In addition to its role in speech, the STS also plays a crucial role in the audiovisual integration of non-speech sounds. For example, in the sound-induced fission illusion [28], a single flash is perceived to be multiple flashes when paired with multiple auditory beeps. When anodal tDCS is applied over the STS during the sound-induced fission illusion, there is an increase in perceived fission whereas cathodal tDCS applied over the STS results in a decrease in perceived fission [29]. These studies stress the important role of the STS in higher-order audiovisual processing for both speech and non-speech sounds.

2.3. Gains in Performance from Multisensory Stimulation

Basic research illustrates that multisensory stimulation alters neural and perceptual responses. This raises important questions about the potential benefits of multimodal presentations in human–computer interfaces. Although a full assessment requires explicit tests of future interfaces, previous research exploring generalized improvements in multimodal presentations offers useful insights. Each of the modalities brings different strengths, with audition offering superior temporal resolution and vision providing better spatial resolution [30]. When these modalities are used in tandem, audiovisual interfaces offer greater temporal and spatial resolution than either audio-only or visual-only interfaces. Furthermore, the use of auditory signals (both spatially correlated and non-spatial) during visual search tasks facilitates greater target saliency [31] and faster target identification [32,33,34].
Multisensory stimulation can also enhance the performance of a single primary modality. For example, bimodal presentation of visual and tactile motion stimuli results in faster detection of motion stimuli [35]. These kinds of effects can be used to enhance graphical user interfaces (GUIs), especially for those with disabilities. Scanning input is a visual task where users with physical disabilities (i.e., unable to operate a mouse) identify a required target by visually scanning items in the form of a grid. One study found that a sonically enhanced version of scanning input increased motivation and user engagement, with the potential to also increase scanning speed [36]. Additionally, the use of multimodal presentations in common GUI functions (e.g., drag and drop) have the potential to reduce perceived mental workload without affecting performance [37,38].

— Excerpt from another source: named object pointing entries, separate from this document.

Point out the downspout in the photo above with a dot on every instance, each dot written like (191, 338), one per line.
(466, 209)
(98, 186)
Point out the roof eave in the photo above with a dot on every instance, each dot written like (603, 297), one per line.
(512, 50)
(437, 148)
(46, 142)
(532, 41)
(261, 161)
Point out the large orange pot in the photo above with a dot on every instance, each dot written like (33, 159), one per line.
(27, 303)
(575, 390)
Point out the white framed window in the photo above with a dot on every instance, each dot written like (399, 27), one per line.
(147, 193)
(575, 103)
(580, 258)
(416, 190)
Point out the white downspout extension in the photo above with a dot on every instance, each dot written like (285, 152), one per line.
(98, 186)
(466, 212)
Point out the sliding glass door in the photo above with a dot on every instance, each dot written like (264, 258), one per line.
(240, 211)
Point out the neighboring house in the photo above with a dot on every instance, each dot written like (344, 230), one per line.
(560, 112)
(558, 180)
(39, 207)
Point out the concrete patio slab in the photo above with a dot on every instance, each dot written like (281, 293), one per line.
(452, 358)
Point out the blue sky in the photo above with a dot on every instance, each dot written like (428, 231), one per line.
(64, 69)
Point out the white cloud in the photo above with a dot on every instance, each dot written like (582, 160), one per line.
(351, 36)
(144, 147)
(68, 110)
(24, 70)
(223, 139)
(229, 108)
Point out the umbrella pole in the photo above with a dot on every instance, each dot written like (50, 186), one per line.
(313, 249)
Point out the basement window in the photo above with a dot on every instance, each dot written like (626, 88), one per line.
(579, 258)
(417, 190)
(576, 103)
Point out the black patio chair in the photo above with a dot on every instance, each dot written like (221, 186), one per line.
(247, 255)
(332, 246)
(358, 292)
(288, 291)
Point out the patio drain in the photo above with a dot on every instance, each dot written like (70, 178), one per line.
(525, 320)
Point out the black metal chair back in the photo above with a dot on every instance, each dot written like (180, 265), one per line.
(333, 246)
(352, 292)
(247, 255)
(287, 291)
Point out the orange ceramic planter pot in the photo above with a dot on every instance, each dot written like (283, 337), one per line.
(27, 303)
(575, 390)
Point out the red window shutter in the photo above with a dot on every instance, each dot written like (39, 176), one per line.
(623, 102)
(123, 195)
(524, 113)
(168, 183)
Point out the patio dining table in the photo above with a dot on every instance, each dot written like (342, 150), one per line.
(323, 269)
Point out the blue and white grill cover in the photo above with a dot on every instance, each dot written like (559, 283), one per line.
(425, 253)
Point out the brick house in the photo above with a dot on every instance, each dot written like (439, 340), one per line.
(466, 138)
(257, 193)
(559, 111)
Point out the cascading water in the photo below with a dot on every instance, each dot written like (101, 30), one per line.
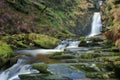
(21, 68)
(17, 69)
(96, 22)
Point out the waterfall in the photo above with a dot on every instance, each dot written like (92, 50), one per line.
(96, 22)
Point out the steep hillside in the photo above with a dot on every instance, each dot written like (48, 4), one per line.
(54, 17)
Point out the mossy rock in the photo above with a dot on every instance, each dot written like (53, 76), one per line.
(41, 67)
(61, 55)
(85, 68)
(31, 40)
(90, 55)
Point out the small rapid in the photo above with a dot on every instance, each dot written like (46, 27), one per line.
(21, 67)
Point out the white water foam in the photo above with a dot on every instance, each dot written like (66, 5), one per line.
(96, 24)
(17, 69)
(21, 68)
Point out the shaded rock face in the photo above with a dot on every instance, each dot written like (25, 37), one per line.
(111, 17)
(45, 16)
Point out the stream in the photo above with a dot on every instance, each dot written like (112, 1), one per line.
(55, 66)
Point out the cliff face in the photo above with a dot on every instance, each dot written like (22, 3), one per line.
(49, 17)
(111, 19)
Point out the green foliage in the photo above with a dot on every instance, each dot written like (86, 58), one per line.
(61, 55)
(90, 55)
(31, 40)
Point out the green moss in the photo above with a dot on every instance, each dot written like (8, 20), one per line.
(90, 56)
(31, 40)
(61, 55)
(85, 68)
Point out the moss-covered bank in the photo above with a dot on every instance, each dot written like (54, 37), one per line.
(32, 40)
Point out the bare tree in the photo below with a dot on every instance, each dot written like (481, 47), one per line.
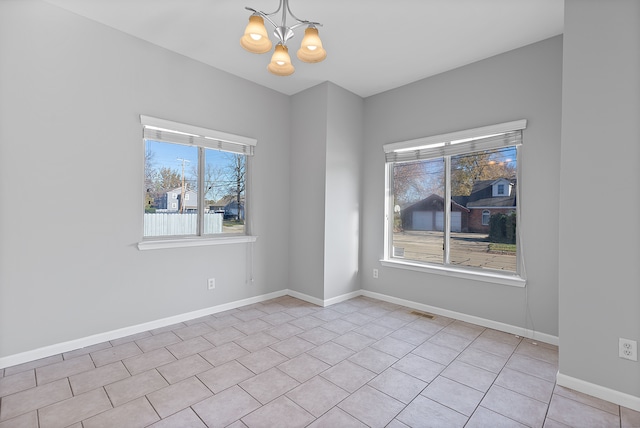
(235, 172)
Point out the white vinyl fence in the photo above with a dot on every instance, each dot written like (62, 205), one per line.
(177, 224)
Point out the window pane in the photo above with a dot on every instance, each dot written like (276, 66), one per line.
(224, 183)
(483, 185)
(171, 202)
(419, 210)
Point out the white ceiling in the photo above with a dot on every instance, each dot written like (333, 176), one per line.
(372, 45)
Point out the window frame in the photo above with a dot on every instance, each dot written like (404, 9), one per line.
(434, 144)
(202, 139)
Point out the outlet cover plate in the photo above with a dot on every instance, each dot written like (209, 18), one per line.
(628, 349)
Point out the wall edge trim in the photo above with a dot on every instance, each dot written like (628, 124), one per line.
(599, 391)
(83, 342)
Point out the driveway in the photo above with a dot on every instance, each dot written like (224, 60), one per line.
(467, 249)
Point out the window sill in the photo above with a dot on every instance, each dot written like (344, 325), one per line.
(494, 278)
(193, 242)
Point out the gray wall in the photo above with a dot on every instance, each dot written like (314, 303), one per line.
(521, 84)
(71, 95)
(599, 269)
(345, 137)
(326, 159)
(307, 201)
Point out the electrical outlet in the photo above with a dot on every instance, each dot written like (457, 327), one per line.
(628, 349)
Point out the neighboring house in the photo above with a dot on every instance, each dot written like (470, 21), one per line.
(428, 214)
(468, 213)
(490, 197)
(231, 210)
(171, 200)
(229, 206)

3. Amplitude Envelope and Alarm Design

Literature on multimodal processing illustrates the potential for improving human–computer interface design by drawing upon multiple modalities of presentation. However, this will require designers to consider the best ways to organize information across modalities in a way conducive to effective integration. To that end, we see potential for building on recent discoveries from our team with respect to amplitude envelope. Amplitude envelope (henceforth “envelope”) refers to a sound’s shape—i.e., its amplitude profile over time. Sounds with flat envelopes (Figure 1, right panel) feature abrupt offsets offering little information about the materials (i.e., metallic/wooden) involved in sound producing events. In contrast, percussive sounds originating from impact events often exhibit relatively long, decaying offsets informing listeners about the materials involved in the event, such as the hollowness of the struck material [39]. Many auditory interfaces in medical devices, such as those mandated by the International Electrotechnical Commission (IEC), involve melodic alarm tones that use sounds with flat envelopes [40], and these alarm systems are widely recognized as problematic [40,41].
Although tradeoffs between envelope and other properties of tones have long fascinated musicians given the complexity of synthesizing musically satisfying sounds [42], psychologists have generally opted for study and manipulation of isolated parameters such as duration, frequency, and amplitude [43]. These parameters are more well-suited for careful control and manipulation, particularly with the advent of modern computers [44]. This careful focus on easily controlled parameters has been helpful in clarifying the importance of some low-level properties of sound, such as onset [45,46]. Onset plays an important role in distinguishing between musical timbres [47], to the point where removing the onset entirely renders otherwise distinct instruments indistinguishable [48]. Additionally, a lack of sensitivity to tone onset predicts deficits in reading [49].
Curiously, onset is the one temporal parameter that is relatively consistent between flat and percussive tones, which both feature abrupt rises. These tones differ in their sustain and most notably their offset segments (Figure 1), a parameter that has not often been overlooked in importance within the field of auditory psychophysics [50]. Nonetheless, differences in offset can trigger qualitatively different patterns regarding the perception of duration [51,52,53,54,55], loudness [56,57,58], and loudness change [59,60].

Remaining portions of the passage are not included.